The several hundred men had only a few lifeboats and a few supplies over the five-day period.
Survivors said that sharks swam just below their dangling feet. One by one the sharks began to pick off the men on the outer perimeter of the clustered groups.
“Agonizing screams filled the air day and night,” wrote Walsh. “They never knew who would be the next victim. The ordeal left Hensch, the ship’s assistant chief engineer and a Navy lieutenant, 25 pounds lighter and ailing.”
With the passing of Hensch, there are no longer any Minnesotans who were aboard the USS Indianapolis. A memorial service will be held Nov. 23 in Crosby.
Picking up the tab for Madoff
Bernie Madoff’s Ponzi scheme victims included mom and pop investors here in Minnesota and across the nation. Many people lost their life savings.
Madoff confessed to the fraud in December 2008 and pleaded guilty the following year.
Once living in luxury, he’s now in prison for life.
The good news, and rightfully so, is that the court trustee is trying to recover millions of dollars that Madoff stole. Those mom and pop investors, in the end, will hopefully recover at least of portion of their well-earned dollars.
“The U.S. Supreme Court has been petitioned to issue the final word on whether JPMorgan Chase should pay for taking little action on suspicious activity in Madoff’s account at the bank,” reports USA Today.

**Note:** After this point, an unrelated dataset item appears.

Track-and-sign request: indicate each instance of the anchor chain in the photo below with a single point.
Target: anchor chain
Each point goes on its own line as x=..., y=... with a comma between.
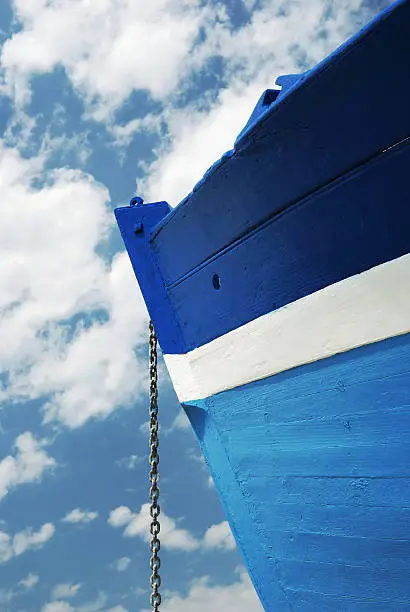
x=155, y=545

According to the trustee’s petition, JPMorgan’s chief risk officer, John Hogan, warned upper management about 18 months before the fraud collapsed. Hogan surmised that Madoff and his returns were most likely part of a Ponzi scheme.
“But the bank’s response was to assign a junior employee to see what a Google search could turn up about Madoff,” reported USA Today staff writer Kevin McCoy.
Also ignoring warnings about Madoff, until it was too late, were employees of the federal Securities and Exchange Commission.
Madoff’s returns were too good to be true. In the end, his investors learned the hard way that consistent returns of 12 percent could only be achieved through fraud.
Most investors know that financial returns can and do fluctuate from one year to another. Be sure to work with reputable financial advisors.
Their advice is diversification with a wide variety of investments and not putting all your eggs into one basket.
Five former Madoff employees, notes USA Today, are currently on trial in New York on charges they were knowing participants in the scheme.
As for JPMorgan, the financial institution could also face criminal liability for its long financial relationship with Madoff.
It would serve them right, since they themselves skimmed off significant amounts of Madoff money. They weren’t concerned about those mom and pop investors.
Hopefully, we as a society have learned some things from the Madoff fiasco. Time will tell.